Table 2. Data on clinical blood biochemistry for obese children (n=47).
Fig. 1.
Plasma levels of orexin-A and leptin in obese and control children. Open circles indicate boys and closed circles girls. There is no significant sex-related difference in the plasma concentration of either orexin or leptin. Obese vs. control: p<0.001 for both indices.
Table 3 summarizes relationships between the anthropometric indices and the plasma level of orexin-A or leptin in obese children. The plasma orexin-A level was correlated significantly with the waist-to-hip ratio only, while the leptin level was correlated with percentage overweight, waist circumference and percentage body fat. The relationship between plasma levels of orexin-A and leptin is shown in Fig. 2. There was a highly significant positive correlation between the two parameters. None of the data on clinical blood biochemistry shown in Table 2 was correlated with the plasma level of orexin-A or leptin.

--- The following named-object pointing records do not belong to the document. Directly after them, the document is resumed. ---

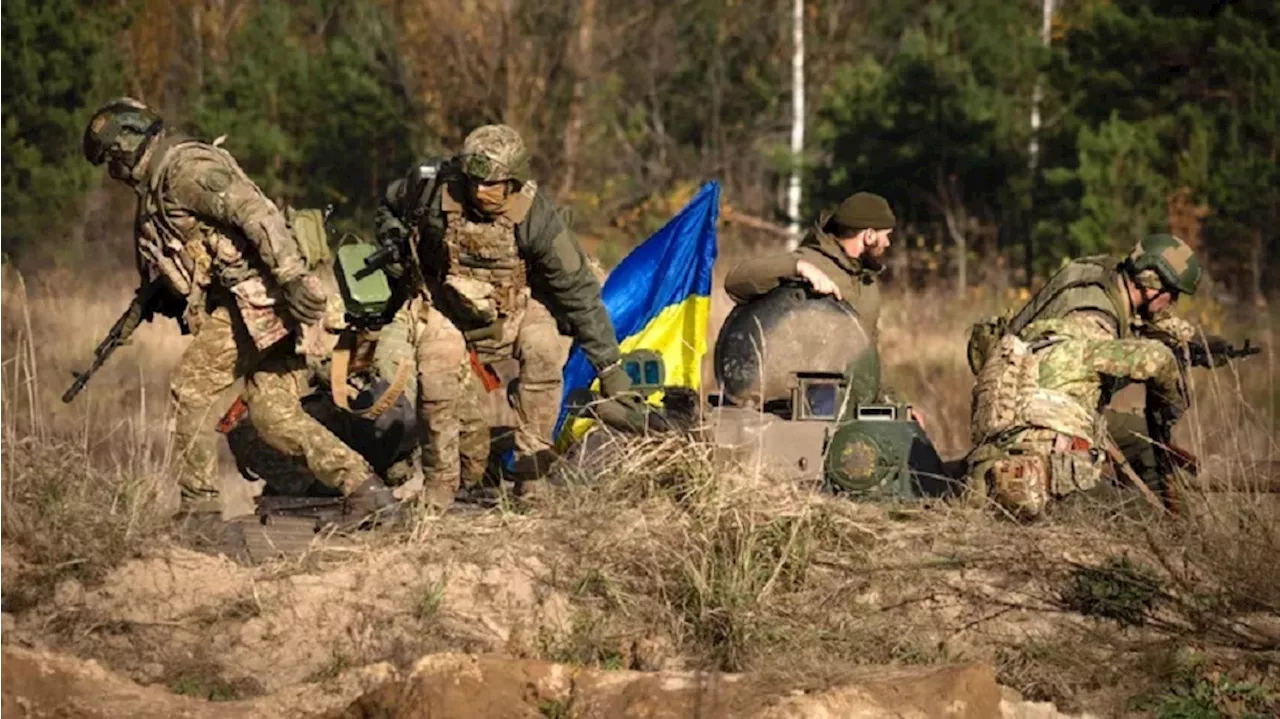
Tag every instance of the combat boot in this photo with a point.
(370, 498)
(530, 476)
(438, 497)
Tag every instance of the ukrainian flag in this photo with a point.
(658, 298)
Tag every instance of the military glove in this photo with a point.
(305, 298)
(615, 380)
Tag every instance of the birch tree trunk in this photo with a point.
(796, 124)
(583, 65)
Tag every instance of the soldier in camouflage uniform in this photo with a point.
(1040, 427)
(496, 270)
(237, 282)
(839, 256)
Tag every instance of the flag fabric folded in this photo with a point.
(658, 298)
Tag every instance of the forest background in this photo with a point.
(1156, 115)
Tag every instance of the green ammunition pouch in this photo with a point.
(312, 238)
(366, 292)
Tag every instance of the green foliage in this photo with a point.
(937, 115)
(1194, 691)
(56, 69)
(1118, 590)
(1124, 187)
(314, 123)
(1153, 97)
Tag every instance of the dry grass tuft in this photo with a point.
(77, 495)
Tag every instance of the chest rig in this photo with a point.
(169, 243)
(485, 278)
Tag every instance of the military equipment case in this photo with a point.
(766, 342)
(808, 412)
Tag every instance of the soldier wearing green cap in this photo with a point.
(494, 271)
(839, 256)
(236, 278)
(1046, 375)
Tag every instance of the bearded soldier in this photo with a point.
(493, 269)
(1038, 424)
(228, 255)
(839, 256)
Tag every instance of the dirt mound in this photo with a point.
(457, 685)
(183, 618)
(40, 683)
(45, 685)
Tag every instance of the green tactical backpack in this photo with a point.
(309, 229)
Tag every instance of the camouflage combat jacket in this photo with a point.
(1079, 342)
(544, 255)
(858, 285)
(211, 234)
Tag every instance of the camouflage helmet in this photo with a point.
(123, 126)
(1170, 259)
(494, 154)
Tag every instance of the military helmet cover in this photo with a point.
(1170, 259)
(860, 211)
(496, 154)
(123, 115)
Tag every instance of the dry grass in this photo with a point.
(673, 559)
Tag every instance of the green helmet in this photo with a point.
(496, 154)
(1171, 259)
(122, 128)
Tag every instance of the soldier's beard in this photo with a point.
(489, 200)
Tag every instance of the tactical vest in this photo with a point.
(485, 276)
(1088, 284)
(190, 253)
(169, 244)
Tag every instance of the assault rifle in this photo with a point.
(1211, 353)
(146, 301)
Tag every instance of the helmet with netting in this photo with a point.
(1168, 259)
(494, 154)
(120, 127)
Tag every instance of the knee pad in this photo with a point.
(1019, 484)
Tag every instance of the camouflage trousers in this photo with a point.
(1032, 467)
(397, 344)
(220, 353)
(529, 335)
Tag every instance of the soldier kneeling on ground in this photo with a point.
(237, 280)
(1047, 374)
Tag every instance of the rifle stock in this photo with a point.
(140, 308)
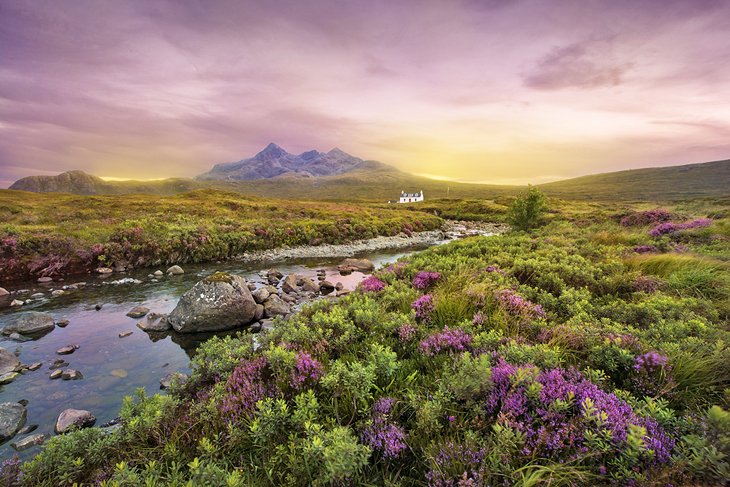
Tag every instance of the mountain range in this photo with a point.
(336, 175)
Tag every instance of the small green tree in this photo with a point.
(524, 213)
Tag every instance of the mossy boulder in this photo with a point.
(221, 301)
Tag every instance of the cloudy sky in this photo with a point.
(503, 91)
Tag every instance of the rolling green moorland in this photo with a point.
(590, 347)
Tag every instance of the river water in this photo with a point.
(114, 367)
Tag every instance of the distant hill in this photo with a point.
(655, 183)
(372, 181)
(79, 182)
(274, 162)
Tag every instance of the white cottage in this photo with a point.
(410, 197)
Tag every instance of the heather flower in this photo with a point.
(646, 218)
(306, 371)
(555, 409)
(372, 284)
(455, 340)
(406, 332)
(516, 305)
(645, 249)
(383, 434)
(244, 388)
(423, 307)
(457, 464)
(424, 280)
(670, 227)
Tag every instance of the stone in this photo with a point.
(154, 323)
(175, 270)
(71, 418)
(260, 311)
(28, 441)
(359, 265)
(221, 301)
(174, 377)
(274, 273)
(138, 312)
(12, 418)
(8, 377)
(8, 361)
(275, 306)
(31, 323)
(28, 428)
(260, 295)
(67, 350)
(309, 285)
(290, 284)
(326, 285)
(72, 374)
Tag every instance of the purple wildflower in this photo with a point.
(244, 388)
(306, 371)
(372, 284)
(645, 249)
(423, 307)
(516, 305)
(406, 332)
(383, 434)
(455, 340)
(424, 279)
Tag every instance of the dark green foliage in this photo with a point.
(525, 212)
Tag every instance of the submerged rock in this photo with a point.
(221, 301)
(28, 441)
(138, 312)
(8, 361)
(12, 418)
(73, 418)
(175, 270)
(359, 265)
(31, 323)
(169, 379)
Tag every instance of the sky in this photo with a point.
(497, 91)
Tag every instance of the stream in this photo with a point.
(115, 367)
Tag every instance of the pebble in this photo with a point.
(67, 350)
(28, 441)
(71, 374)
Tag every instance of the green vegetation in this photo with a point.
(588, 352)
(55, 234)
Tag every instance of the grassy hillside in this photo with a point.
(658, 184)
(593, 351)
(55, 234)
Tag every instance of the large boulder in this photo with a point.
(8, 361)
(12, 418)
(359, 265)
(31, 323)
(70, 418)
(221, 301)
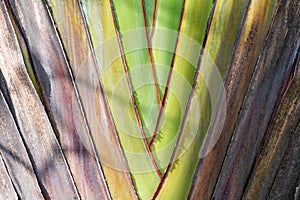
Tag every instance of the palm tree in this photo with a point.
(148, 99)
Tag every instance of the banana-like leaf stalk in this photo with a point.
(116, 87)
(168, 16)
(180, 78)
(45, 152)
(137, 60)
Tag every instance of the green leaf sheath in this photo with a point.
(167, 19)
(193, 29)
(102, 27)
(150, 9)
(131, 27)
(70, 22)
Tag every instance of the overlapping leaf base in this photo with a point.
(149, 99)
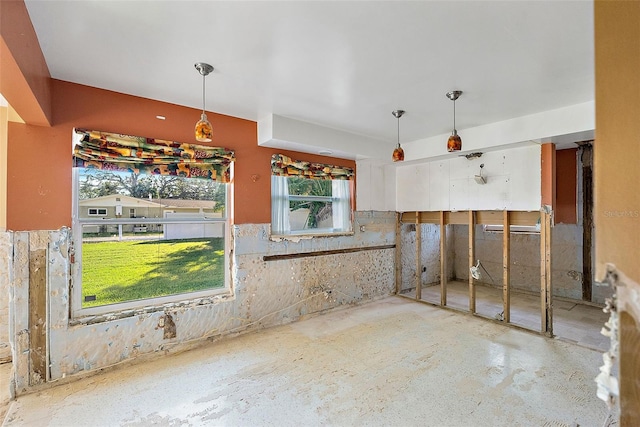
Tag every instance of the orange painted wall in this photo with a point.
(616, 152)
(25, 81)
(39, 158)
(566, 186)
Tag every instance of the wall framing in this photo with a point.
(506, 219)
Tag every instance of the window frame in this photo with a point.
(97, 211)
(76, 309)
(315, 232)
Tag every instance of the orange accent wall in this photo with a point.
(566, 186)
(39, 158)
(616, 151)
(25, 81)
(548, 178)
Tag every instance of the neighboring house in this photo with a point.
(118, 206)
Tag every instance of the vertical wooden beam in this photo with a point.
(398, 252)
(37, 315)
(506, 267)
(548, 282)
(587, 220)
(546, 313)
(472, 260)
(418, 257)
(443, 260)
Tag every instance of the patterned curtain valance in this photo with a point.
(125, 153)
(285, 166)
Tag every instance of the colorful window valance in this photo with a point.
(284, 166)
(125, 153)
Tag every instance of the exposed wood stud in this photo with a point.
(472, 259)
(506, 267)
(398, 253)
(549, 284)
(418, 257)
(587, 220)
(546, 313)
(38, 315)
(443, 259)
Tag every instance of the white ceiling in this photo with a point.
(341, 64)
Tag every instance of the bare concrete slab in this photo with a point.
(390, 362)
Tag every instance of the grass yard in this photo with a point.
(137, 269)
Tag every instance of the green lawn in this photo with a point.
(136, 269)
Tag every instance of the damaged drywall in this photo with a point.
(263, 294)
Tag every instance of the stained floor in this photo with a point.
(392, 362)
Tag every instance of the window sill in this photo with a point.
(107, 313)
(296, 237)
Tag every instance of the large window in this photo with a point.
(157, 238)
(306, 198)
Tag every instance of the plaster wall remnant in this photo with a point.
(263, 294)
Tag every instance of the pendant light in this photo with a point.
(454, 143)
(204, 130)
(398, 153)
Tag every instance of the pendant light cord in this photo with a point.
(454, 116)
(203, 91)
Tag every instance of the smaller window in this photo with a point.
(310, 198)
(97, 211)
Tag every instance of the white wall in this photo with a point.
(513, 182)
(375, 185)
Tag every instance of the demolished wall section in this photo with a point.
(566, 260)
(264, 294)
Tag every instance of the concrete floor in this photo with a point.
(390, 362)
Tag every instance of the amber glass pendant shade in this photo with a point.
(454, 143)
(398, 154)
(204, 131)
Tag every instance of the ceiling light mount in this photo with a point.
(398, 153)
(203, 130)
(455, 142)
(472, 156)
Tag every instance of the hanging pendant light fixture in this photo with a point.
(398, 153)
(204, 130)
(454, 143)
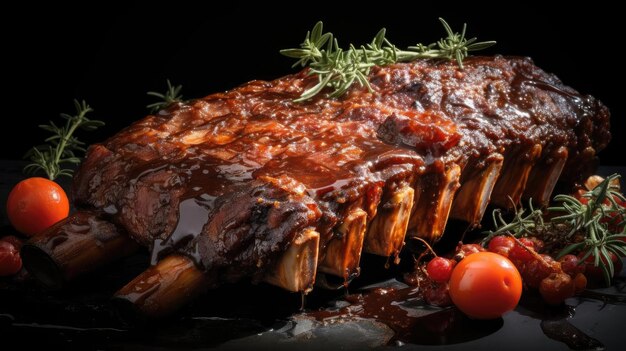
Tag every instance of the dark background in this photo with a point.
(112, 54)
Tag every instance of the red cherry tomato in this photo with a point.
(485, 285)
(35, 204)
(10, 260)
(439, 269)
(521, 253)
(17, 242)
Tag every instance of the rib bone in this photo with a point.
(78, 244)
(513, 177)
(473, 197)
(387, 230)
(343, 253)
(544, 176)
(428, 221)
(295, 271)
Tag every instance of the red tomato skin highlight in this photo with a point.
(485, 285)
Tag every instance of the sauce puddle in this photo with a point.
(412, 321)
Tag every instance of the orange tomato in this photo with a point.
(485, 285)
(35, 204)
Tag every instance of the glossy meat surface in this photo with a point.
(230, 178)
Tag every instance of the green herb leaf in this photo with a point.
(338, 69)
(62, 145)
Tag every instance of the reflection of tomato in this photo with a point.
(10, 260)
(35, 204)
(485, 285)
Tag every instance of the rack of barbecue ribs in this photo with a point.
(248, 184)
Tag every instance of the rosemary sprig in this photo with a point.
(583, 227)
(339, 69)
(62, 146)
(171, 95)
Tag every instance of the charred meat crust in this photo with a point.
(229, 179)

Table 3. Correlation between anthropometric indices and plasma level of orexin-A or leptin in obese children (n=47).
Fig. 2.
Correlation between plasma levels of orexin-A and leptin in obese children (n=47).
Discussion
Plasma levels of both orexin-A and leptin were higher in the obese than the control children, and orexin-A was correlated positively with leptin. However, both parameters were correlated with only limited numbers of anthropometric indices, and with no other data of clinical blood biochemistry.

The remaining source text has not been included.